Speaking after several days of talks with officials and civil society organizations, Mohamed Chande Othman, chair of the Fact-Finding Mission, said on Thursday that investigations into human rights and international humanitarian law violations were underway.
“Sudanese civil society organisations and other interlocutors have started sharing allegations of ongoing serious violations with us,” Othman said. “These allegations underscore the importance of accountability, the necessity of our investigations, and the vital need for the violence to end immediately.”
The UN Human Rights Council established the Fact-Finding Mission in October 2023 to investigate all alleged human rights violations in the conflict between the Sudanese Armed Forces (SAF), the Rapid Support Forces (RSF) and other warring parties since 15 April 2023, with a view to ensuring that those responsible are held accountable for violations and related crimes. The conflict has left thousands of people dead and millions displaced.

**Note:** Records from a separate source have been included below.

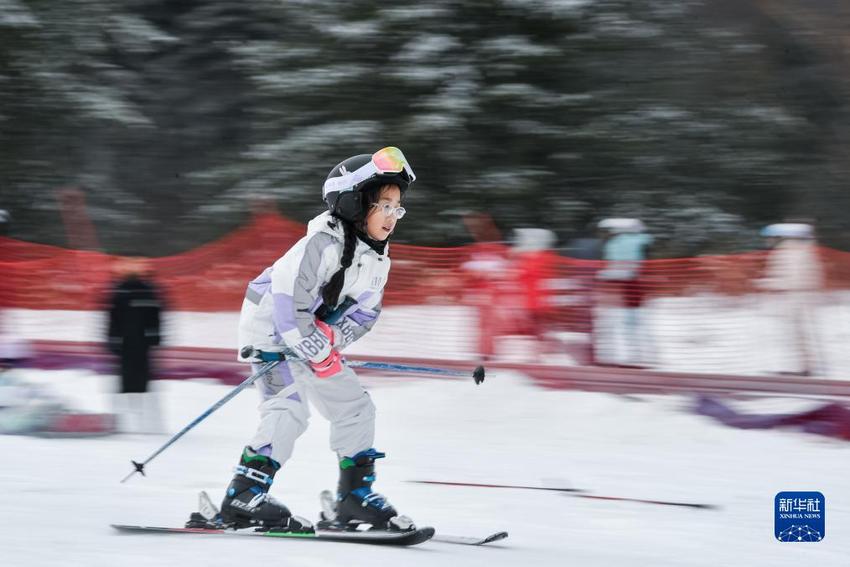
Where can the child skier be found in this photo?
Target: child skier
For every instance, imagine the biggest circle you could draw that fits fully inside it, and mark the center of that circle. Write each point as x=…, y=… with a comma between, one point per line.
x=321, y=296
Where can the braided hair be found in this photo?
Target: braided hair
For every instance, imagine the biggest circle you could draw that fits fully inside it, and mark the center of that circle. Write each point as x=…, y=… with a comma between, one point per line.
x=332, y=289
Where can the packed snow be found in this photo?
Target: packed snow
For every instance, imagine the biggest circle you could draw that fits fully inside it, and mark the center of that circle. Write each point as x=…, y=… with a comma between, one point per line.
x=60, y=495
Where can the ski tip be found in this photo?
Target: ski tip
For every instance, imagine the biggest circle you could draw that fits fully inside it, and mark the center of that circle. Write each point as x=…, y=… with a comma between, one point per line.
x=498, y=536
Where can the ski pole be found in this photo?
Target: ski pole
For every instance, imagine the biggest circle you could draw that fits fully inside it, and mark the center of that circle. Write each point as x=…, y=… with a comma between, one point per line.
x=477, y=374
x=140, y=467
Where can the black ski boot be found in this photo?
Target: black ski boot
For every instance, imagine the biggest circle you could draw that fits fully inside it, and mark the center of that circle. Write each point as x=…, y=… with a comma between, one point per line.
x=355, y=501
x=247, y=502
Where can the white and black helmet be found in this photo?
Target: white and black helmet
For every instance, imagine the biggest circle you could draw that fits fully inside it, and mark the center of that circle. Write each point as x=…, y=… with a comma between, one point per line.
x=344, y=186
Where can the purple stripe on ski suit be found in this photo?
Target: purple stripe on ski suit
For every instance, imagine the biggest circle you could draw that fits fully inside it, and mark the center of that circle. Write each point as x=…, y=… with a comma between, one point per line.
x=281, y=378
x=284, y=313
x=362, y=317
x=261, y=283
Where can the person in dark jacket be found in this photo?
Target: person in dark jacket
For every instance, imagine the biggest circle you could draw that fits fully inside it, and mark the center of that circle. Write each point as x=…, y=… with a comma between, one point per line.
x=134, y=329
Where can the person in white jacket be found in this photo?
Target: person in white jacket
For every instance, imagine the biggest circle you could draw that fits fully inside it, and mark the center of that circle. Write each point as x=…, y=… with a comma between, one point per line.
x=322, y=295
x=793, y=281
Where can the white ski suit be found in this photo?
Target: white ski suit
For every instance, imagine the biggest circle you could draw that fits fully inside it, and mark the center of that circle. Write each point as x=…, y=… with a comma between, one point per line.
x=278, y=311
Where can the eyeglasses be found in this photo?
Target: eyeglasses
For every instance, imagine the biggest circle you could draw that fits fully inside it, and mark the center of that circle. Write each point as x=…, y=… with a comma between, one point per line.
x=390, y=211
x=386, y=160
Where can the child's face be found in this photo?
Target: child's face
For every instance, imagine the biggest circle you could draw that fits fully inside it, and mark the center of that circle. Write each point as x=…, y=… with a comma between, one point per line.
x=380, y=225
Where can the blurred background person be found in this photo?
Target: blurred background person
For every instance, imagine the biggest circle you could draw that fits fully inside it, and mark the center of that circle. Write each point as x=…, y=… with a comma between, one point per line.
x=534, y=268
x=484, y=268
x=621, y=336
x=793, y=279
x=135, y=309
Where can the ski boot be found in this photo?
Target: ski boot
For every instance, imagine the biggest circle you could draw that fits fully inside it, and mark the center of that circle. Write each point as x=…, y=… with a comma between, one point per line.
x=247, y=502
x=355, y=503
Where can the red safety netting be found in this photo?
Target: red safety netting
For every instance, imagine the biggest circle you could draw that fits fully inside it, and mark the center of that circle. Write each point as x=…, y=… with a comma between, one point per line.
x=732, y=313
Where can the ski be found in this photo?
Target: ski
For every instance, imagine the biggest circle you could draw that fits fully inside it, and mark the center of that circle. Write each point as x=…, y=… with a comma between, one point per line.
x=328, y=514
x=467, y=540
x=374, y=537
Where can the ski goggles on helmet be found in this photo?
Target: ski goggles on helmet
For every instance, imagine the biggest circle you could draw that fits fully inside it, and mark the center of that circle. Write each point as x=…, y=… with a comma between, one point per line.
x=385, y=161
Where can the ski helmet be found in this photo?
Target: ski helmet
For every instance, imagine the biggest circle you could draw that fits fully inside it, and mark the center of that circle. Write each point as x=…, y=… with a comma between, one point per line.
x=344, y=186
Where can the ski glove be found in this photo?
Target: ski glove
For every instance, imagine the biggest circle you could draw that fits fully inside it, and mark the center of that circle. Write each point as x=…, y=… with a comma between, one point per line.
x=331, y=365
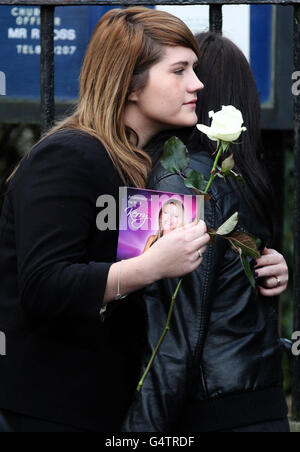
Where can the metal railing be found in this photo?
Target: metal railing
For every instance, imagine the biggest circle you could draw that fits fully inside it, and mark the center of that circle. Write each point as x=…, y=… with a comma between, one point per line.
x=216, y=20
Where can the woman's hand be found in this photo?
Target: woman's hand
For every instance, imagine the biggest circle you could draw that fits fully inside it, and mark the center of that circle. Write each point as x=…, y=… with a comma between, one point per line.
x=177, y=253
x=272, y=267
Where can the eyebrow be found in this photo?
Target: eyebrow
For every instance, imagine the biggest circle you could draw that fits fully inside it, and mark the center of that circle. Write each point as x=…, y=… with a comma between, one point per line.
x=183, y=63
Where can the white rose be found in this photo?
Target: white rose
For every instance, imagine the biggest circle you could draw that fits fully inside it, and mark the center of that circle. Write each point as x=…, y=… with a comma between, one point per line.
x=226, y=125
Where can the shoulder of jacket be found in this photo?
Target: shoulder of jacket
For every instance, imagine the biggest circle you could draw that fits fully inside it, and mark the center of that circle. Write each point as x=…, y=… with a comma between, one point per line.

On 18 December, the Council appointed the Mission’s three members, including Othman, Mona Rishmawi, and Joy Ezeilo.
“The warring parties have international legal obligations to protect civilians from attacks, guarantee humanitarian access and refrain from murders, forced displacement, torture, arbitrary detention and enforced disappearances under any circumstances,” said Rishmawi. “We will carefully verify all allegations received and carry out our fact-finding independently and impartially.”
Ezeilo said the Fact-Finding Mission will pay particular attention to violations targeting women and children, especially those concerning sexual violence.
“Allegations of rapes targeting mainly women and girls and the alleged recruitment of children for use in hostilities are among the priority concerns for our investigations,” Ezeilo said.
The Fact-Finding Mission called on all parties to cooperate with their investigations. It invited individuals, groups and organizations to confidentially submit relevant information on human rights violations in Sudan in English or Arabic.
The Mission is due to present an oral update on its initial findings to the Human Rights Council’s fifty-sixth session in June-July 2024, followed by a comprehensive report to the Council’s fifty-seventh session in September-October and the UN General Assembly at its seventy-ninth session in October 2024.